Physical Address
304 North Cardinal St.
Dorchester Center, MA 02124
Physical Address
304 North Cardinal St.
Dorchester Center, MA 02124
Subscribe to our daily and weekly newsletters for the latest updates and content from the industry’s leading AI site. learn more
It’s a nightmareor wrong answers, continue to plague large linguistic models (LLMs). Models fail especially when given complex tasks and when users are looking for specific and detailed answers.
It is difficult data scientists struggled to fight, and now, researchers from Google DeepMind to say that they have come very close to achieving realism in foundational models. They have introduced FACTS Grounding, a benchmark that tests LLM’s ability to produce accurate answers based on long texts. Models are also judged on whether their answers are detailed enough to provide useful, useful information.
Along with the new benchmark, researchers have released a FACTS photo to Kaggle’s data science community.
As of this week, Gemini 2.0 Flash topped the leaderboard, with an accuracy rate of 83.6%. Some of the top 9 include Google’s Gemini 1.0 Flash and Gemini 1.5 Pro; Anthropic’s Clade 3.5 Sonnet and Claude 3.5 Haiku; and OpenAI’s GPT-4o, 4o-mini, o1-mini and o1-preview. These all ranked above 61.7% in terms of accuracy.
The researchers say that the board will be actively maintained and continuously updated to include new versions and their different iterations.
“We believe that this benchmark fills the gap in assessing the diversity of evidence-based practices, compared to benchmarks that focus on a limited number of cases… technical paper published this week.
To make sure really accurate in the LLM solutions are difficult due to modeling (structures, studies and ideas) and measurement (analytical methods, data and metrics). In general, researchers show, prior training is aimed at predicting the next signal given the previous signals.
“Although this objective can train the model for global knowledge, it does not advance the model in different situations, instead encouraging the model to generate more time. clear notes,” the researchers wrote.

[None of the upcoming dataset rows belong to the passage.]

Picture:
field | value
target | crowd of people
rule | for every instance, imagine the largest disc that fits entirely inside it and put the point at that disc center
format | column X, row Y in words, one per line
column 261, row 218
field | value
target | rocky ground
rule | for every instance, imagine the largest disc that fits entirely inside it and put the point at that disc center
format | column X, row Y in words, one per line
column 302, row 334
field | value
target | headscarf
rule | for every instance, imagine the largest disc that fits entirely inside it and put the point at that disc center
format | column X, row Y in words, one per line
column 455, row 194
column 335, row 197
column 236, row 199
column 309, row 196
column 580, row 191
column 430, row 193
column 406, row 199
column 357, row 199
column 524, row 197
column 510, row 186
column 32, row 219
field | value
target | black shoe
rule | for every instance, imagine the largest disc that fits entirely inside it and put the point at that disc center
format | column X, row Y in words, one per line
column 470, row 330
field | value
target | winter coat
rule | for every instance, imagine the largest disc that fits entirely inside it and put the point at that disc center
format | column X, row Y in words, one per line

To address this, the FACTS database includes 1,719 samples – 860 public and 859 private – each requiring lengthy responses based on the content of the provided documents. Each example contains:
In order for things to go smoothly and to be written “correctly,” example They must prepare a long document and create a subsequent long answer that is comprehensive and relevant to the document. Answers are marked as “incorrect” if the model statements are not directly supported by the document and are not particularly relevant or useful.
For example, a user can ask a model to summarize the main reasons why a company’s revenue fell in Q3, and provide it in detail including a company’s financial report that details quarterly earnings, expenses, planned businesses and market analysis.
If the example is, let’s say, “the company experienced problems in Q3 that affected its revenue,” it would be considered incorrect.
“The solution avoids explaining any reasons, such as market conditions, increased competition or service barriers, which may be in the documents,” the researchers explain. “It doesn’t show an attempt to engage or release information.”
Conversely, if a user asks, “What are some tips for saving money?” and giving tips on how to save money in college student groups, the correct answer might be detailed: “Take advantage of free events on campus, shop around and cook at home. Also, set spending goals, avoid credit cards and save money.”
To allow for a variety of inputs, the researchers combined texts of varying lengths, up to 32,000 tokens (or the equivalent of 20,000 words). This covers areas such as finance, technology, business, medicine and law. User requests are extensive, including Q&A generation, summary requests and rewrites.
Each model is judged in two stages. First, solutions are evaluated for suitability: If they do not meet user requests, they are banned. Second, the responses should be free of bias and specific to the text provided.
This realism is calculated by three different LLM judges – specifically Gemini 1.5 Pro, GPT-4o and Claude 3.5 Sonnet – who determine individual scores based on the number of correct model outputs. After that, the final determination of facts is based on the average of three judges.
Researchers say that samples are often biased towards some members of their sample family – at a maximum increase of 3.23% – so the combination of different judges was necessary to ensure that the answers were indeed true.
In the end, the researchers emphasize that the facts and background are important for the future success and use of LLMs. “We believe that similar processes, including ongoing research and development, will continue to improve AI systems,” he writes.
However, he also admits: “We know that benchmarks can be quickly scaled up and progressed, so the launch of our FACTS Grounding benchmark is just the beginning.”